Apart from the obvious discomfort this might seem trivial but judging by the amount of personal grooming objects, beard comb, tooth brush and hair brush, which were found in the hut, personal hygiene was not something taken lightly and cleanliness was considered an aspect of moral character. During Scott’s Terra Nova expedition cleanliness was considered, however erroneously, as a cure against scurvy. 

It was not until spring that a cake of dog soap was discovered, to great joy of the hut’s by now smelly inhabitants.  “… without this important necessity you can imagine what a frightful state the house and clothing generally got.” They had coped with the lack of soap by only washing once a week on Sundays, and then with as little soap as possible. Evans also mentions that they could not wash their clothes, both for lack of soap and water. This may or may not be connected to Borchgrevink’s cryptic comment in his account about turning their shirts in celebration of the New Year.

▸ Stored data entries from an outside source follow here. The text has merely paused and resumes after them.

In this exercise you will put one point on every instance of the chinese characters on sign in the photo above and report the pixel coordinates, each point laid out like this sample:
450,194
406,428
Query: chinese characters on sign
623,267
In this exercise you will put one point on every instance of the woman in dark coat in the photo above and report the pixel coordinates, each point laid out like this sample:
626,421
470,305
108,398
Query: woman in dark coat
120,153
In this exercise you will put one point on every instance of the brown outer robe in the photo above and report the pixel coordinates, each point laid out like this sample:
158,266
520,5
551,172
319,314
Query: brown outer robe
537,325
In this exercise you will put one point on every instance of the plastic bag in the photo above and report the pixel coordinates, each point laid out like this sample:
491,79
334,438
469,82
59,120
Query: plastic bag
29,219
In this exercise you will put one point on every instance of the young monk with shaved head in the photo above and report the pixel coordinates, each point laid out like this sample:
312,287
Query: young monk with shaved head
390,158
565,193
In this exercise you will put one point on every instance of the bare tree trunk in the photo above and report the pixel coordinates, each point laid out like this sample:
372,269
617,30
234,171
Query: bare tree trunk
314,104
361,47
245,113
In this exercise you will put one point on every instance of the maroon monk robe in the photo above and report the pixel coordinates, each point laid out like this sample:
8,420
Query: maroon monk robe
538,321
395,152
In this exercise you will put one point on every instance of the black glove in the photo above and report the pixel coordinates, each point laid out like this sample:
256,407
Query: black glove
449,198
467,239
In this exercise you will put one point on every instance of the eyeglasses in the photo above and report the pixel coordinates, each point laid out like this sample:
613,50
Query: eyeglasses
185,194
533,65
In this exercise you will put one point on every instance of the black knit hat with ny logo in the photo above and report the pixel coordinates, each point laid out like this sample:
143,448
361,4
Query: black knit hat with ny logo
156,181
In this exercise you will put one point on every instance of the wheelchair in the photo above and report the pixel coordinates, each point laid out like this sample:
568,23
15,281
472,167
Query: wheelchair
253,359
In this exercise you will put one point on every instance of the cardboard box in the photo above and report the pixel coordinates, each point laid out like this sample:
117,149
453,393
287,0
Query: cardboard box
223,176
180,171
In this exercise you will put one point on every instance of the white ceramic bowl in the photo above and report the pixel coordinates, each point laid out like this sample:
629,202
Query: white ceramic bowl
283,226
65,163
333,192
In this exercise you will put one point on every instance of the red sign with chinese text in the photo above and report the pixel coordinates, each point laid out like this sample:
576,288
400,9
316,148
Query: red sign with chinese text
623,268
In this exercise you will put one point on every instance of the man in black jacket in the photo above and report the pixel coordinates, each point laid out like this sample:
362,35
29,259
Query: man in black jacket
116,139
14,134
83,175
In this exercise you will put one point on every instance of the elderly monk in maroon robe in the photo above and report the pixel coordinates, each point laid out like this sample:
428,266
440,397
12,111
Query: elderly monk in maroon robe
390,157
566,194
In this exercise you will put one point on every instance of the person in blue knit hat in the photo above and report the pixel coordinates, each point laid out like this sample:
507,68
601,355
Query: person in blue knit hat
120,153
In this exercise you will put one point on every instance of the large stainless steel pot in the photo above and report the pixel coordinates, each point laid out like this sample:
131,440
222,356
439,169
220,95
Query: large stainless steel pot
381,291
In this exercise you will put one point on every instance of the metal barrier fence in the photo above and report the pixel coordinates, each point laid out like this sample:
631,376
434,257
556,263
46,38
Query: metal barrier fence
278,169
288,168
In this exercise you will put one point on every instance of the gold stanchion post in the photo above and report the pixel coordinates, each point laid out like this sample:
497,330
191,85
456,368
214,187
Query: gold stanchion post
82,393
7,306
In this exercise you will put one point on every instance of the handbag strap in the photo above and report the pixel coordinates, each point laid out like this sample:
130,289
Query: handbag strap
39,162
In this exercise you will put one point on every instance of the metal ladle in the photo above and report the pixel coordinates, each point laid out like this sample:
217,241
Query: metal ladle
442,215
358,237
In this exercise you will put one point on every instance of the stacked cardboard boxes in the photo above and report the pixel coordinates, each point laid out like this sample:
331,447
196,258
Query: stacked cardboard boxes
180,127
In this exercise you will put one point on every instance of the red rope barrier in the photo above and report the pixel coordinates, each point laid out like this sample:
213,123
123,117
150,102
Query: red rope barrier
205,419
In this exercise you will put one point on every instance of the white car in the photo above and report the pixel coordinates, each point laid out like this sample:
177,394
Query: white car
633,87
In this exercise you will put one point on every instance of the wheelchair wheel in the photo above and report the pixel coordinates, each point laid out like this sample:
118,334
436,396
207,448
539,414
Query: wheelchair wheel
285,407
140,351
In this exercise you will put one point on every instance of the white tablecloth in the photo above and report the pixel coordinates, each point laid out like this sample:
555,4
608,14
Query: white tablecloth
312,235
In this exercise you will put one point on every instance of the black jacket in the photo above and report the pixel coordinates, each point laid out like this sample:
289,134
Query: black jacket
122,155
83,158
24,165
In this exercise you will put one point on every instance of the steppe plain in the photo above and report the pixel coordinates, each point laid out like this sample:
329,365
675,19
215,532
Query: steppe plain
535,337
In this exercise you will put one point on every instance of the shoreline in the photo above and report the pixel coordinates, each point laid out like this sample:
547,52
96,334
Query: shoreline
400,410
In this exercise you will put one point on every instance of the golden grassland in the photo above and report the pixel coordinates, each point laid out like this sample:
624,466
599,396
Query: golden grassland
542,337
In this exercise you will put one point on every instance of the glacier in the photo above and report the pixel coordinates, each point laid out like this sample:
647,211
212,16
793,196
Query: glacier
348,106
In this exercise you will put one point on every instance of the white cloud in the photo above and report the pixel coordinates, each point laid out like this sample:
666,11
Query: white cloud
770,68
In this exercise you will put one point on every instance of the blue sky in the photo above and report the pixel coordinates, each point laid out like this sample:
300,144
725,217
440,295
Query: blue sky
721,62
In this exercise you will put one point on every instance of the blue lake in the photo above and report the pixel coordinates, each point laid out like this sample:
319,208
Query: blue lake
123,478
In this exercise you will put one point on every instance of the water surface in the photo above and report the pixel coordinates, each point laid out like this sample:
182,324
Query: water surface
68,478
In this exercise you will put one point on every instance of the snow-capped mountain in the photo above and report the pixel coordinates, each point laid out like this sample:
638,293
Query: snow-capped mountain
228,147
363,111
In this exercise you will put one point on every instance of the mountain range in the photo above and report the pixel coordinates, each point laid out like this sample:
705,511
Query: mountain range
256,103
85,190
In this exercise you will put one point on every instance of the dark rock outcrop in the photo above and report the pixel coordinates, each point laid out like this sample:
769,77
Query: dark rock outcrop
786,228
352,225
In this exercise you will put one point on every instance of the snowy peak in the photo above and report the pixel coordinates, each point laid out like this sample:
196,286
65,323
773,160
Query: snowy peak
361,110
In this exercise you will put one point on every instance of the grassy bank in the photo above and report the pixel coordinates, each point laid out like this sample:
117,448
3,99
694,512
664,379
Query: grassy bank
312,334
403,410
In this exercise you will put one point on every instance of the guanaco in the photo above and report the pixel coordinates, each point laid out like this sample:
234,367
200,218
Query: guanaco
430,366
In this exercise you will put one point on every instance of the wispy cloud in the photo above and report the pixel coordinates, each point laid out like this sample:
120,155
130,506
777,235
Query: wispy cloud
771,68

The dog soap mentioned is likely to be carbolic soap, derived from coal tar and intended for killing fleas as previously dogs had been washed with household lye soap.

However, in spite of forgetting the basic necessity of soap there are a few simply delightful bottles of Norwegian Eau de Cologne, which someone did have the foresight to bring along.

The bottles are in transparent glass with a long thin neck and a geometric shaped body, and what remains of the labels shows printed text on a decorative background of flowers.  Only one of the bottles has a stopper, bulbous cork which appears to have been whittled by knife. It is not known if they were packed as part of the expedition by an individual member, but five bottles of cologne is a plentiful supply for just one person. Although surrounded by penguins and unwashed men it might just have come in handy.

Eau de Cologne bottle produced by Frode Lieungh in Oslo. 

Note the elaborately decorated label.